No blood, that was good. The world was bits of light. I lay there for a few seconds wondering if I somehow got one of those head injuries. Finally, I shifted, and the shattered remains of my sunglasses fell down my nose. I wasn't too badly hurt... which was good. Unless...
You hear about it the time in horror stories. The guy survives a horrible accident and has only a couple of bruises and cuts. So, he goes home to see his wife and his wife screams because he's a hideous bloody corpse. Or there's the variation where he dies and everyone ignores him because he's a ghost. Well, I wasn't just going to walk home. I was going to walk up to what remained of my bike and I was going to look for the corpse that used to be me.

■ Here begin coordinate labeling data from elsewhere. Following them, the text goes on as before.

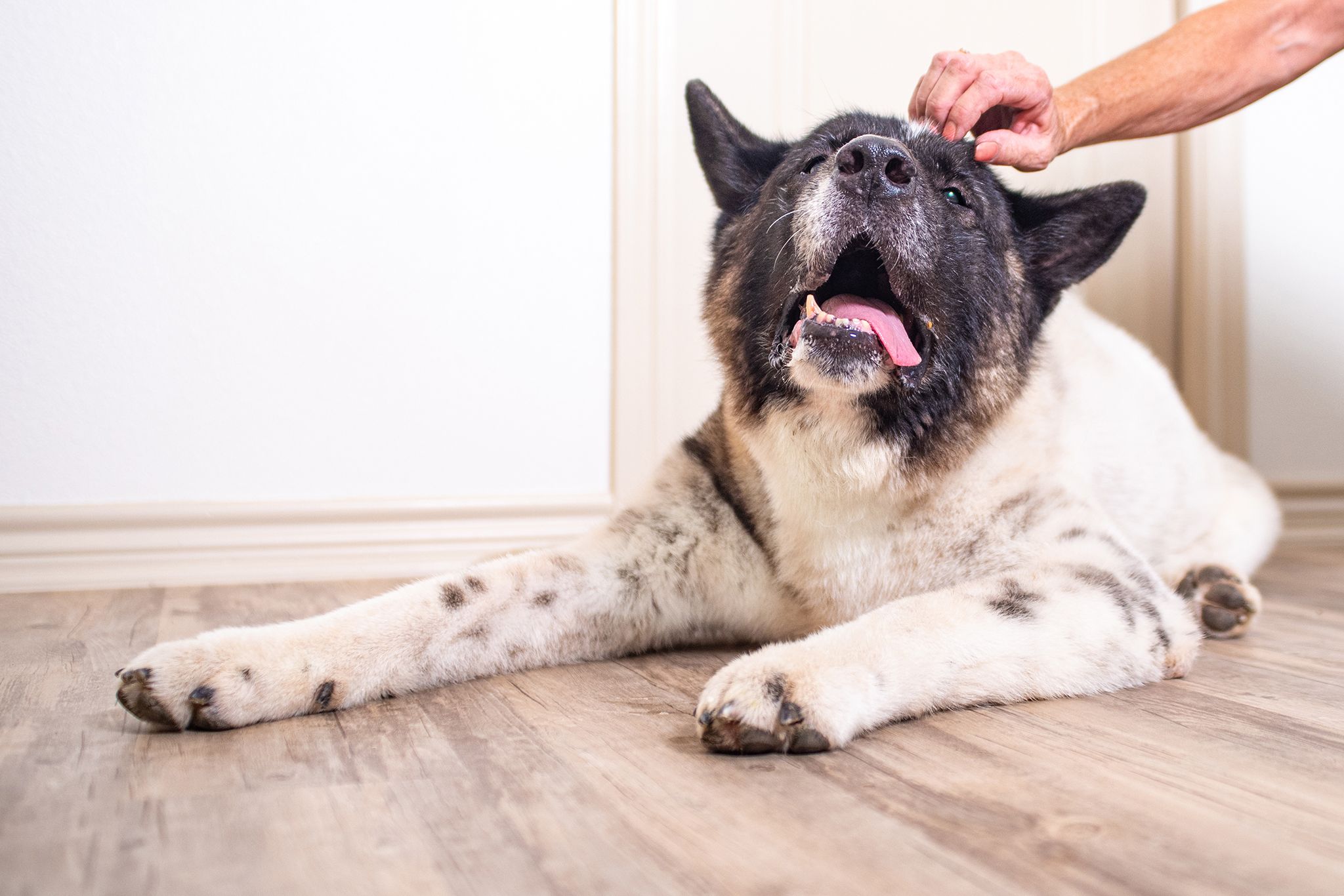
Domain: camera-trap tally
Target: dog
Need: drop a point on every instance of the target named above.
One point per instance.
(934, 480)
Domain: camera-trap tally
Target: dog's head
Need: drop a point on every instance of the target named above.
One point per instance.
(875, 262)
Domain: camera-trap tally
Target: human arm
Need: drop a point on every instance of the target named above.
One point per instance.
(1209, 65)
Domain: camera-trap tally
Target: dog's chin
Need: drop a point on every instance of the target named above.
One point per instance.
(839, 361)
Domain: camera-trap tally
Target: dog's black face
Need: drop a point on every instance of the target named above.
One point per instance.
(878, 262)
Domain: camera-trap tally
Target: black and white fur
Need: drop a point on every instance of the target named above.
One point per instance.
(1027, 514)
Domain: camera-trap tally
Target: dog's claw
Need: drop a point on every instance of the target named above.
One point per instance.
(137, 699)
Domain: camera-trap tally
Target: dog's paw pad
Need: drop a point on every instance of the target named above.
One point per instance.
(724, 730)
(136, 695)
(1225, 603)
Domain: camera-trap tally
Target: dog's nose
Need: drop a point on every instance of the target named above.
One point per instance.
(872, 165)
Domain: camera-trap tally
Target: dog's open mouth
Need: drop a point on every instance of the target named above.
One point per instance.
(856, 305)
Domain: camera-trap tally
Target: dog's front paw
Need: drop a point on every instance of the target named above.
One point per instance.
(220, 680)
(774, 701)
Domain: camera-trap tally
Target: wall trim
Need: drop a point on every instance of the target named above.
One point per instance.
(1313, 512)
(124, 546)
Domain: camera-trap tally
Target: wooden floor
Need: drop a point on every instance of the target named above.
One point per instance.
(589, 779)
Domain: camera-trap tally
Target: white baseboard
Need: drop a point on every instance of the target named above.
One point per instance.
(1313, 512)
(128, 546)
(62, 548)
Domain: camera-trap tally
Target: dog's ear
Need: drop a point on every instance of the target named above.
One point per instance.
(734, 160)
(1066, 237)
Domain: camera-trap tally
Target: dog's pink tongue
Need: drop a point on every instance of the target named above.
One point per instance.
(883, 321)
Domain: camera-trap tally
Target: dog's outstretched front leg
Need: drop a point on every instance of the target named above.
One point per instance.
(675, 569)
(1093, 617)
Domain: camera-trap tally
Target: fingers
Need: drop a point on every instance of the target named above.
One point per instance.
(960, 88)
(1030, 151)
(921, 96)
(988, 91)
(956, 77)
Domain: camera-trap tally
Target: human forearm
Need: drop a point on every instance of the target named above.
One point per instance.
(1186, 77)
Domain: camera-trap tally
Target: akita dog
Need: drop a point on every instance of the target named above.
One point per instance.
(933, 481)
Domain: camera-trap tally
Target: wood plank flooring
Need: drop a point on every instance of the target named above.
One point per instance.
(589, 779)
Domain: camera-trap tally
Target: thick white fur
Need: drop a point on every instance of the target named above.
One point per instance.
(1097, 470)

"Shit, shit, shit... that's some wreck."
My motorcycle had left a crater in the wall as well as a burn mark. Maybe that burn mark was me. So I poked the spot and kicked around in the snow around the wreckage. No corpse, no body parts.
"Fact remains," I said to myself, lighting a cigarette, "You escaped death, Nick. You're a luck guy."
All that I got in return was the caws of a few thin vultures. I was most definitely alive if animals responded to me. Or maybe animals just responded to ghosts. "You're being a fool, Nick. A hell of a fool."
My watch was smashed beyond repair. It was a cheap one anyway. But as for me, I took a look at a nearby sign. Great, just, great. 99 miles from home. Give or take a couple of iles. "But are you going to let a thing like that stop you?" I asked myself. The answer was a definite no. "Right, so you're gonna walk on home. Right now."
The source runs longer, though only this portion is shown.